Secondly, we need to make sure investment in training and development in health is properly targeted – so that the money spent actually plugs the skills gaps and is directly linked to improving quality of care, rather than being used just for the best and brightest clinicians to improve their clinical skills.

At a national level, the Strategic Health Authorities and the Learning and Skills Council are together investing £100 million per year in education and training of staff, working with employers to identify skills gaps.

And my Department is working with our Sector Skills Council for Health to develop more comprehensive and clear skills frameworks for SHAs that will cover the skills that all clinicians need – in particular, those so-called “soft skills,” which can be overlooked but are hugely important.

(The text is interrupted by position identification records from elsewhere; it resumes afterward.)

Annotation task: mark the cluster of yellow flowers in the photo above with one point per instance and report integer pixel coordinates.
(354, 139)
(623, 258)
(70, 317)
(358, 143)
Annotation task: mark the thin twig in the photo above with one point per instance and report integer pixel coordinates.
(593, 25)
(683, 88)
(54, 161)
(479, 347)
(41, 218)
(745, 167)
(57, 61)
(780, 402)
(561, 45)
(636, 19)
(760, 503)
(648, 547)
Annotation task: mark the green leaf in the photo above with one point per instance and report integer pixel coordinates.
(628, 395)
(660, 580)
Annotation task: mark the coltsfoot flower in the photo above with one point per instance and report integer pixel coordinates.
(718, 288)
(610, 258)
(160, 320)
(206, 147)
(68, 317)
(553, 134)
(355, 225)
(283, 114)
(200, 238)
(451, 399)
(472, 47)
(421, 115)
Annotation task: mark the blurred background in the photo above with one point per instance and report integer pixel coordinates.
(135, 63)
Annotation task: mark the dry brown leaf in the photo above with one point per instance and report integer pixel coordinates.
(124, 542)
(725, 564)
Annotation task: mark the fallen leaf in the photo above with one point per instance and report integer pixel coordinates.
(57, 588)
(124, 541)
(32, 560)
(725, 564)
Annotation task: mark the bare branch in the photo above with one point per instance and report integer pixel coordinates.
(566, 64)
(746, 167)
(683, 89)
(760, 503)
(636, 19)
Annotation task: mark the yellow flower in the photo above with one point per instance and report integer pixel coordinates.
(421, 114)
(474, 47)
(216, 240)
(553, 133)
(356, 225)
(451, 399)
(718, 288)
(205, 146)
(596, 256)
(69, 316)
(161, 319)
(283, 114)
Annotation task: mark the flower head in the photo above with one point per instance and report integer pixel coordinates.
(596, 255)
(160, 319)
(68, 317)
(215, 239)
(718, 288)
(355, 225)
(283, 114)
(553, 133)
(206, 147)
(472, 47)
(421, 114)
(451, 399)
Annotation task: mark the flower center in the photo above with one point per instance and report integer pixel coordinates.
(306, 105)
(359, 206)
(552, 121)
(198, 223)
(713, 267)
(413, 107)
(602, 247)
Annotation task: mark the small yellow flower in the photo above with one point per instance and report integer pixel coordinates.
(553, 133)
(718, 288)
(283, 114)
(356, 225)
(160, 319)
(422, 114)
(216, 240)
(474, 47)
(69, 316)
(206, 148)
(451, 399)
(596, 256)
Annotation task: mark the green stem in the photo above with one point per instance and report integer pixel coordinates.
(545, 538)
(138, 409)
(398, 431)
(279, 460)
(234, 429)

There are specific issues in social care that require a different approach.  This is why in the first instance, we are producing a national strategy, that will drive local workforce strategies in social care and enable us to meet the ambitions of the forthcoming green paper and the Health and Social Care Bill.

And following on from Denise Platt’s report on social care in 2006, we are working to build the expertise and profile of workforce and to give it a clear national voice.

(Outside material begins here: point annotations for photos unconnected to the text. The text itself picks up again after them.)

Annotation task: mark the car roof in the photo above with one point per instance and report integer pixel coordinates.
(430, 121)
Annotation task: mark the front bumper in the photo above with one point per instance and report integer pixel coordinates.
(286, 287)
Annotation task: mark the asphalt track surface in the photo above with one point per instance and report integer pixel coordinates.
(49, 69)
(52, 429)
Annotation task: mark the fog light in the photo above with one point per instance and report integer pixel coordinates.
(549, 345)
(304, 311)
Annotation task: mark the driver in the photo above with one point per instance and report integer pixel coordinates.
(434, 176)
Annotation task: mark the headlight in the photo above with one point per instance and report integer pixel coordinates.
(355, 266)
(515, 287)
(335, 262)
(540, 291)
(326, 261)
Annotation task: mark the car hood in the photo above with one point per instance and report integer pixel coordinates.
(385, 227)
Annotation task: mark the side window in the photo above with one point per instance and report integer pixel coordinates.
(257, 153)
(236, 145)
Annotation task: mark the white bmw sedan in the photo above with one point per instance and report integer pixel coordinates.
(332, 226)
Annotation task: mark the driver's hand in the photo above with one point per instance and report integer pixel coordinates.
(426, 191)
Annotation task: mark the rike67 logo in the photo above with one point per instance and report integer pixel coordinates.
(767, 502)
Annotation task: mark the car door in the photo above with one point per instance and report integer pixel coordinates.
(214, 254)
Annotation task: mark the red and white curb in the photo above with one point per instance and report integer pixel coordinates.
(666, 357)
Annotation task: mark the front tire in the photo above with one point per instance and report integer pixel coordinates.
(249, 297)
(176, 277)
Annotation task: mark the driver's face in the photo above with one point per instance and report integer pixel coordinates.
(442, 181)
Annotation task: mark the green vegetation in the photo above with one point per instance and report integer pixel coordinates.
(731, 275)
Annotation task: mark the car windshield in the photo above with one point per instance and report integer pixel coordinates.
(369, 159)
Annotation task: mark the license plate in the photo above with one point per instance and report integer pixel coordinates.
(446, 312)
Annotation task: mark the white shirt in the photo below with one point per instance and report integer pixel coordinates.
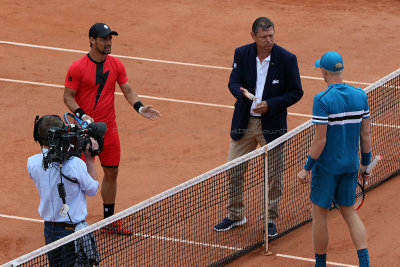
(262, 70)
(46, 182)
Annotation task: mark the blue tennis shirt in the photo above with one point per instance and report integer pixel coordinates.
(342, 107)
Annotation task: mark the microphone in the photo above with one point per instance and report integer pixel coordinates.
(97, 129)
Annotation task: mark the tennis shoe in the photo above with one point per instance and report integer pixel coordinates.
(227, 224)
(272, 232)
(116, 227)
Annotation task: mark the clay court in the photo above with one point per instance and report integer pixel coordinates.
(178, 56)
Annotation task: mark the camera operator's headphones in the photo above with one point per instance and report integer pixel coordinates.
(38, 121)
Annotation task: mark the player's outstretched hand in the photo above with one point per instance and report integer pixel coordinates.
(304, 176)
(362, 172)
(150, 113)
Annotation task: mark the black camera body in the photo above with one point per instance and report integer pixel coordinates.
(71, 140)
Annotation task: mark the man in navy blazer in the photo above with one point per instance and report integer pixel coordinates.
(265, 81)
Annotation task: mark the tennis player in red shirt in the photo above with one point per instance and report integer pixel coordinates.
(89, 93)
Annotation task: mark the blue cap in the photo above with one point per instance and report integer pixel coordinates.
(331, 61)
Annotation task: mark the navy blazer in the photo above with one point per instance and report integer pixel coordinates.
(282, 89)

In particular, we will establish a social care skills academy to build expertise within the workforce – on leadership and management, commissioning, improving quality and integrated working.

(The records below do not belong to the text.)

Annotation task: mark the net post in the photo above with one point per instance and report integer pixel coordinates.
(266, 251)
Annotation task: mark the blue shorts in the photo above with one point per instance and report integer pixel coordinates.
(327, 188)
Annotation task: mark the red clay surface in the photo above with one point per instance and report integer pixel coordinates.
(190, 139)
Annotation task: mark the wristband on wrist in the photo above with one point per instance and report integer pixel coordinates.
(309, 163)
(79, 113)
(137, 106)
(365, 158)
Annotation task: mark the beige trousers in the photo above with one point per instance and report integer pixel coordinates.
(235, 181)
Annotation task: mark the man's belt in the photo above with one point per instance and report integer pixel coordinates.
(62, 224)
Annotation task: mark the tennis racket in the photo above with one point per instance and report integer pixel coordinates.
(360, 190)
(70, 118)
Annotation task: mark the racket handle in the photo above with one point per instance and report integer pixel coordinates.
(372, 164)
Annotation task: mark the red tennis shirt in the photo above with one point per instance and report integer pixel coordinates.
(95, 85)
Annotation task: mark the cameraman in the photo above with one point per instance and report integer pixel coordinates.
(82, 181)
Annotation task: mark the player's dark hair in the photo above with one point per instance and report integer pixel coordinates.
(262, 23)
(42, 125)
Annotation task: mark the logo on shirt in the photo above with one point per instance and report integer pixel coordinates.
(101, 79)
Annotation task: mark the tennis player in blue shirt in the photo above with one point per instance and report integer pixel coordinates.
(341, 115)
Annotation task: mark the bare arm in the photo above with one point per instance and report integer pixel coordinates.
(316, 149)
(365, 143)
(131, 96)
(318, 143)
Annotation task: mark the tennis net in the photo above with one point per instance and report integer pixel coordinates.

We also want to establish a national social care board to give a clear voice for the sector, to advise – and no doubt sometimes challenge – government on social care issues.

One of the difficulties in recruiting more people into the care system is the lack of public understanding about what people working in social care actually do – there may be 1.6 million of them, but their work isn’t marshalled around obvious public institutions such as schools and hospitals. Often, their incredibly important work goes unnoticed. In general, people simply don’t comprehend what a career in social care entails.

To raise the profile of careers in social care, we’re running a £2 million recruitment campaign from March this year to run on national television.

At the Health and Social Care Awards in April this year, there will be an additional award – the ITN Calendar Health and Social Care Hero award, which will be voted for by members of the public and will rightly recognise and celebrate the profession.

Conclusion

When people discuss with their friends or family their thoughts about the NHS or social care, it’s doubtful if the statistics that politicians use – greatly increased investment, more doctors and nurses, more social workers will feature much in their conversation. 

What they are more likely to mention is their personal experience: the team of care workers that provided round-the-clock support to a dying partner; the midwife who delivered their baby; the speech and language therapist who enabled the stroke sufferer to speak again; the occupational therapist who got them walking again.

It’s people’s local experience of national change that really matters.

It’s what people who work for the NHS, for councils, for care homes actually do that makes the difference. Our job nationally is to support them to do the best possible job they can. Improving skills and training plays a crucial part in this which is why it's such an important topic for your deliberations today.